10月21日、決算特別委員会総括質問での行財政運営についてのやりとりを報告します。
私は「地方公共団体は住民の福祉の増進を図ることを基本とする」という、地方自治法第1条が規定した自治体の責務を、台東区が果たしたのかどうかが、決算を評価する重要な視点だ…と切り出しました。
区財政が10年以上毎年黒字を増やし続けていること、ここ数年歳入一般財源の1割以上を余らせていることが決算審議で明らかになりました。一般会計の基金は600億円の大台に乗りました。
一方で、今年度、区は国民健康保険料、後期高齢医療保険料、介護保険料すべての保険料を大幅に引き上げました。
私は「物価上昇で区民のくらしの困難がすすむ中、こんな負担を強制し、金余りを続ける区の財政運営は健全ではない。自治法上問題ではないか」と質問しました。
理事者は、決算年度のくらし支援の施策を挙げたうえで「将来にわたって区民福祉の増進に努めることも区の責務だ。中長期的視点に立ち、安定的に財源配分できる安定的な財政運営をめざしていく」と答弁しました。

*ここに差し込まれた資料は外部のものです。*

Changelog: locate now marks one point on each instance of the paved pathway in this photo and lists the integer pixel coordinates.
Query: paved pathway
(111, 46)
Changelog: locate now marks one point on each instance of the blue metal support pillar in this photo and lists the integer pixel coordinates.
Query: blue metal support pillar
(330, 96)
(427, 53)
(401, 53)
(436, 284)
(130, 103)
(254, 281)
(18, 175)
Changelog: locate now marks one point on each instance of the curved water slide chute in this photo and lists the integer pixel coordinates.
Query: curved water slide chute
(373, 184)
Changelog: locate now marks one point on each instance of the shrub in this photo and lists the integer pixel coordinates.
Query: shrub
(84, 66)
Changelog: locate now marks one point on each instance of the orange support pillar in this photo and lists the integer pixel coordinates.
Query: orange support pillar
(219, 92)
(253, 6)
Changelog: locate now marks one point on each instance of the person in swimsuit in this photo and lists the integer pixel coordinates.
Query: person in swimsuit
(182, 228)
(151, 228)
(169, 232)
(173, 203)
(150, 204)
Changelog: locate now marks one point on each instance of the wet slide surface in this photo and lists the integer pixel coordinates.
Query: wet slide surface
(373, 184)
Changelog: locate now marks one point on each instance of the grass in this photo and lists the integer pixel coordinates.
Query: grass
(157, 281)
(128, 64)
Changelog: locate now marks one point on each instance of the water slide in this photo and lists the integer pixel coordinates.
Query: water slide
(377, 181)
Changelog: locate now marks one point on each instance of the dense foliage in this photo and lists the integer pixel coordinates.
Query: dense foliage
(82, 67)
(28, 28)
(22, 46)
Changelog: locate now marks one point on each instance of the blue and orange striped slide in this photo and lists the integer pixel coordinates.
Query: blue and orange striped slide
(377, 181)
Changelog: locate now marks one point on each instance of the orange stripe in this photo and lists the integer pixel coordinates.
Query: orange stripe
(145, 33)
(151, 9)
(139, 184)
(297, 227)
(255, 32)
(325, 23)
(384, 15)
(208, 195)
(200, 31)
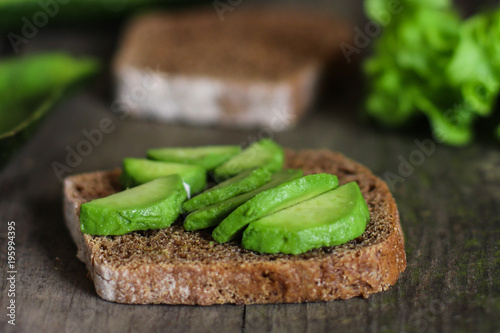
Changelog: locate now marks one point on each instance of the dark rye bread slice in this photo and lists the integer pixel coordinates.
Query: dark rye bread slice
(254, 68)
(173, 266)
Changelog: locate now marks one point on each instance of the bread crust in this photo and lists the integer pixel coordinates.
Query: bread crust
(259, 68)
(173, 266)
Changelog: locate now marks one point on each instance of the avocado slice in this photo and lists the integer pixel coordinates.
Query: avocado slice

これに対し私は「安定的な一定の財政体力とは、どこまでのことをいうのか」とあきま区議は再質問。理事者は「具体的な目標は設定していない」と答えました。これでは際限がありません。区は、目標のない財政運営をこのまますすめていくのでしょうか。
行政運営は多くの問題をはらんでいます。あきま区議は決算集中質疑で、急速に膨らむコンサルタント委託が政策立案という区の最も重要な役割を後退させる危険について警鐘を鳴らしました。
私は「人員・人材不足をコンサル委託で補うと、職員の政策立案能力自体が低下し、コンサルを使いこなせる力量の職員が育たない、という悪循環になるのではないか。根源にある人員不足を解消すべきだ」と強調。「現在の職員体制が区民福祉を支える十分なものだと認識しているのか」と質しました。
理事者は、業務内容や事業量を勘案し、平成28年度から毎年30人ほど増員してきた。育休取得、複雑化する行政課題に対応できる人材育成に努めている。引き続き区民福祉の向上が図れるよう人材を確保していく、との答弁にとどまり、職員不足を認めませんでした。
区の「職員の定数に関する条例」は区長部局2,154人、幼稚園教諭112人、合計2,266人を定数と定めています。現在の1,974人に対し292人不足しています。条例の意味はなんなのでしょうか。
集中質疑で理事者は、人員獲得の努力の根拠に、昨年は池波正太郎生誕百年、今年はNHK大河ドラマなどの対応を挙げました。あまりにも目先ばかりの増員です。区民の健康やくらし・福祉、安全を大本で支える長期的視野に立った骨太の人事政策が必要です。